Bereits Sigmund Freud betrachtete den Traum als Via Regia, als Königsweg zur Kenntnis des Unbewussten. In den 1980er Jahren begann W. Gordon Lawrence, tätig im Londoner Tavistock Institut, die soziale, über das Individuum hinausgehende, Bedeutung von Träumen zu erforschen. Die gemeinsame Matrix einer Organisation (Kultur, Aufgaben, Werte, etc.) bildet den “Container“ (Bion) der auf die Trauminhalte einwirkt. Die Träume werden auf den jeweiligen sozialen Kontext bezogen, als Mittel zum Verständnis von inneren Bildern zu beruflichen Rollen, Hoffnungen, Erwartungen sowie über unausgesprochene, teils verdrängte, Ängste und Konflikte innerhalb einer Institution. Lawrence beabsichtigte auf diesen Weg „ungedachtes Wissen“ offenzulegen und sprach von einer „Politik der Offenbarung“, welche die handelnden Personen in ihrer eigenen Verantwortung und Autorität stärkt, ihnen hilft die Wirklichkeit zu entwirren und ihre Rolle ihm jeweiligen System weiter zu entwickeln.

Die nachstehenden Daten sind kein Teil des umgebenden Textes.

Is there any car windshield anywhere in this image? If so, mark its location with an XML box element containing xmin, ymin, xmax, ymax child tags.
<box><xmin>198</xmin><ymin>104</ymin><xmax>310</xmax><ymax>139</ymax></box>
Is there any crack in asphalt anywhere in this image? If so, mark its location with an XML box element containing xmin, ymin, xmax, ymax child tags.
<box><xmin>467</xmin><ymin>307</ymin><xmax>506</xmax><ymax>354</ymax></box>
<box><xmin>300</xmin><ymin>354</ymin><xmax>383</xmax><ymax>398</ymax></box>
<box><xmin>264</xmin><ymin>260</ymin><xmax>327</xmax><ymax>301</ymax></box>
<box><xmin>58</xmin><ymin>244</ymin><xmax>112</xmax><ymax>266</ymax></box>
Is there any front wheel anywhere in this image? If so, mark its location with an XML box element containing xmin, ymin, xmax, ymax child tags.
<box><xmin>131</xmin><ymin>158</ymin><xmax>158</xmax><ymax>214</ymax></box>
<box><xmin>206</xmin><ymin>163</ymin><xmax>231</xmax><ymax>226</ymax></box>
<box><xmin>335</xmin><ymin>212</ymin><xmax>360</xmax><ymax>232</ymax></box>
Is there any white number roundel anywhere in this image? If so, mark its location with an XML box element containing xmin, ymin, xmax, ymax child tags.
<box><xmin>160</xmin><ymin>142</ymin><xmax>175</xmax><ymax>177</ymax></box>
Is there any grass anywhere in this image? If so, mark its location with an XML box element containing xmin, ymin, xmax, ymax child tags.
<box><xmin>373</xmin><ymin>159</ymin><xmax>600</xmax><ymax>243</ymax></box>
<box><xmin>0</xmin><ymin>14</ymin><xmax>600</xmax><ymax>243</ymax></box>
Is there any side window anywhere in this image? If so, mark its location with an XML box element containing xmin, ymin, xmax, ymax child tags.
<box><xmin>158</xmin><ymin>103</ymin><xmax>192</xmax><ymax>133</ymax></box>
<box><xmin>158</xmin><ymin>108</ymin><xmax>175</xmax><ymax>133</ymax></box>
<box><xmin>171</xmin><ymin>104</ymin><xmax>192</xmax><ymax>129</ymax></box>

Großgruppen: Die analytische Arbeit in großen Gruppen gewinnt in den letzten Jahren zunehmend an Bedeutung. Heute kommen Großgruppen in unterschiedlichsten Bereichen zur Anwendung, auf Kongressen, in Kliniken, Organisationen, zur Konfliktbewältigung innerhalb großen Gemeinschaften usf. 
In der Großgruppe lernen die Teilnehmer:innen in den Dialog zu treten und die eigene soziale Identität zu erkunden. Es braucht Mut sich in dem erweiterten Raum zu positionieren, sich mit den bewussten und auch unbewussten Aspekten der eigenen Identität sowie mit dem gemeinsam geschaffenen sozialen Raum auseinanderzusetzen – mit all den Dynamiken und teils auch konflikthaftem Geschehen die in einer Großgruppe zu Tage treten können. Aufgrund der Vielzahl von Teilnehmer:innen bietet die Großgruppe die Gelegenheit sich mit dem sozialen Unbewussten einer oder mehrerer Kulturen auseinanderzusetzen. So kann die Großgruppe zu einem Instrument werden, wo jeder einzelne sowie alle gemeinsam ihre Stimme finden. Wenn man sich darauf einlässt, merkt man, welchen Gewinn sich daraus ziehen lässt.